„Bloodsport“ war seinerzeit nicht nur Jean-Claude van Dammes Durchbruch, sondern auch ein überaus großer Videothekenhit. Umso unverständlicher warum es 8 Jahre gedauert hat, bis sich im B-Bereich endlich an eine Fortsetzung gewagt wurde. Außer das Kumite, hat „Bloodsport 2“ nichts mehr mit dem Original gemeinsam.
Daniel Bernhardt (u.a. „Bloodsport 3 und 4“, „True Vengeance“) tritt hier als Dieb Alex Cardo das Erbe von Van Damme an und sieht sich, als er nach einem misslungenen Coup in den Knast gesperrt wird, nicht nur mit unfreundlichen Mithäftlingen, sondern auch mit einem zu unrecht inhaftierten Lehrmeister konfrontiert, der ihm die „Eiserne Hand“ leert. In dieser Vorgeschichte, die fast die Hälfte des Films ausmacht, hat der Film mit viel Leerlauf zu kämpfen und zieht sich während Alex Training enorm hin. Nicht das Inszenierung und Posing schlecht wären, es mangelt einfach an Abwechslung. Die kommt erst, als er freigekauft wird und, während er seinem Lehrer verspricht das Kumite zu gewinnen, das anfangs gestohlene Schwert, nachdem er im Knast Läuterung erfahren hat, von seinem ehemaligen Komplizen zurückkaufen will.

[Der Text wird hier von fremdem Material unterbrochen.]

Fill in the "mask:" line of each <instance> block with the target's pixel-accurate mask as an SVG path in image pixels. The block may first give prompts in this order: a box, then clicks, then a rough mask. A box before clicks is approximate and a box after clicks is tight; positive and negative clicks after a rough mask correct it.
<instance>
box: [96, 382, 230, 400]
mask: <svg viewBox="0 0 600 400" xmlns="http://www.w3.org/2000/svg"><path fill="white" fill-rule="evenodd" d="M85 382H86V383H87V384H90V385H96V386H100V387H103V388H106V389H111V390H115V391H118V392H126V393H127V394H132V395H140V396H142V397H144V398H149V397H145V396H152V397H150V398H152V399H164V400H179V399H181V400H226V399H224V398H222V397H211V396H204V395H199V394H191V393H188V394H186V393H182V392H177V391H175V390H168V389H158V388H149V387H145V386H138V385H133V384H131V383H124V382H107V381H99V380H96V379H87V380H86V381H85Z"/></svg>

„Bloodsport 2“ ist eine typische Fortsetzung, die direkt für das Videothekenregal bestimmt ist. Ohne Innovationen wird der Plot des ersten Teils noch einmal heruntergespult, wobei vor allem die Inszenierung enttäuscht. Bernhardt schlägt sich als Van Damme – Ersatz dabei recht wacker. Viel zu wenig exotische Kampfstile sind zu sehen, die Kämpfer sind größtenteils von einsilbigem Kaliber und besonders das Kumite selbst strahlt nicht mehr diese geheimnisvolle, mystische Aura aus. Das Turnier wirkt hier wie ein x-beliebiges.

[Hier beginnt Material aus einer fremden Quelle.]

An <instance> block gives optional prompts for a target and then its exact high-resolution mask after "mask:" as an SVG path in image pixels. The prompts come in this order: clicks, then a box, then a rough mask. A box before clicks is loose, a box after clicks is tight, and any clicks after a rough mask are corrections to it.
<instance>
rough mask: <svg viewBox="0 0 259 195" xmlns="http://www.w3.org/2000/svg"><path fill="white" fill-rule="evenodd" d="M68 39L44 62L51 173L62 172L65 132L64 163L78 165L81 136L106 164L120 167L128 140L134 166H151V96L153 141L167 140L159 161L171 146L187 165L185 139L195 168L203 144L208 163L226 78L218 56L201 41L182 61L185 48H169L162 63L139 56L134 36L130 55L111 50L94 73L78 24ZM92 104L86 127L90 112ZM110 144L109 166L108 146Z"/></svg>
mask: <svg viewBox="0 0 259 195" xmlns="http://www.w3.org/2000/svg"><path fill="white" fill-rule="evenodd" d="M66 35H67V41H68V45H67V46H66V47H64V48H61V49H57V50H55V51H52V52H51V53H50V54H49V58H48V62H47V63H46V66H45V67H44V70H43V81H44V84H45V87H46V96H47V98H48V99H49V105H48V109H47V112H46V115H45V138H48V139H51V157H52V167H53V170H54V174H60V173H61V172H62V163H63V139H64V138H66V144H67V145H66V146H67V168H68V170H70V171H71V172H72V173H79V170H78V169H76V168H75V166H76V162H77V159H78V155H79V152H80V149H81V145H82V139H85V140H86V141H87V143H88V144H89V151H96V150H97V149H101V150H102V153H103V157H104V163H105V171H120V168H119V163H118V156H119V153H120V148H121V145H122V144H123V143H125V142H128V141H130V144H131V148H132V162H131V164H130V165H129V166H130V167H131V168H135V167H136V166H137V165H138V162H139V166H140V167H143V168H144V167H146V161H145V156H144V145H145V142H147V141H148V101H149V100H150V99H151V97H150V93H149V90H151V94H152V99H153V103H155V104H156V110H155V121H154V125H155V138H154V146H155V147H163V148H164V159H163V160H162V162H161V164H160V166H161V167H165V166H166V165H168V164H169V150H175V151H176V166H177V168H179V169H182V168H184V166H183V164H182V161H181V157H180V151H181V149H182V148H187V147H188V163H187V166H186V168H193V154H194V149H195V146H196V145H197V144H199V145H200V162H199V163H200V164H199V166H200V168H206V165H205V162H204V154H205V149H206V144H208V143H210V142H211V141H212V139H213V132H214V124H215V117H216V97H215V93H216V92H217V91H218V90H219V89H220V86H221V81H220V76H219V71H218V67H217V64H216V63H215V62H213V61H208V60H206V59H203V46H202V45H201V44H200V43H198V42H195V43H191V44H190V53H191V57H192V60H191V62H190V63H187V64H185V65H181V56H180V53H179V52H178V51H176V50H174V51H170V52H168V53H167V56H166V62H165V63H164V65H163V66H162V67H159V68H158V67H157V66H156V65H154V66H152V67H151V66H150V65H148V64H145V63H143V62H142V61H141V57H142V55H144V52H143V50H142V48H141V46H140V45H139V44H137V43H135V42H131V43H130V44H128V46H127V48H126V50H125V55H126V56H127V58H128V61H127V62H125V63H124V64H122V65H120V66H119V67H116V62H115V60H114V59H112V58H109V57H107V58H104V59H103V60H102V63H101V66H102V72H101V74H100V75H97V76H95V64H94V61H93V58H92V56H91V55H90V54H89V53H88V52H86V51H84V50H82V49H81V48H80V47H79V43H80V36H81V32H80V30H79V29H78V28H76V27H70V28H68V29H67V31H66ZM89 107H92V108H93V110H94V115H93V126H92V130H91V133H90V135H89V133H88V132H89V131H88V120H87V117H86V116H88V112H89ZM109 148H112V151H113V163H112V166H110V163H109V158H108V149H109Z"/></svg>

Der parallel zu den Kämpfen verlaufende Plot um die Wiederbeschaffung des Schwertes (inklusive Mini-Lovestory) ist etwas ungelenk und grob mit den Kämpfen verbunden, da die Umschnitte zwischen den beiden Storylines immer recht hart ausfallen. Die Kämpfe selbst sind wieder mit einem ordentlichen Härtegrad gesegnet, hübsch abwechslungsreich choreographiert und von Fightern durchgeführt, die von der Materie entsprechend Ahnung haben – nur an Charisma fehlt es allen. Während besonders die zweite Hälfte mit viel Action aufwarten kann, enttäuscht das arg unspektakuläre Finale doch sehr.
Fazit:
„Bloodsport 2“ ist durchschnittliches B-Movie-Vergnügen mit Startschwierigkeiten. Während die Vorgeschichte etwas einfallslos heruntergekurbelt wurde, kann die zweite Hälfte mit einer Vielzahl an Kämpfen aufwarten. Neben der kaum existenten Musikbegleitung wird der Zuschauer vor allem von der Atmosphäre enttäuscht – vom mystischen Kumite ist nicht mehr viel zu spüren. So bleibt ein relativ kurzweiliges B-Movie, das Genrefans sich ruhig einmal zu Gemüte führen können. Sicher kein Totalausfall, aber vom Original ist man dann doch ein ganzes Stück entfernt. Auch wenn hier bekannte Namen wie James Hong und Pat Morita in Nebenrollen mitmischen.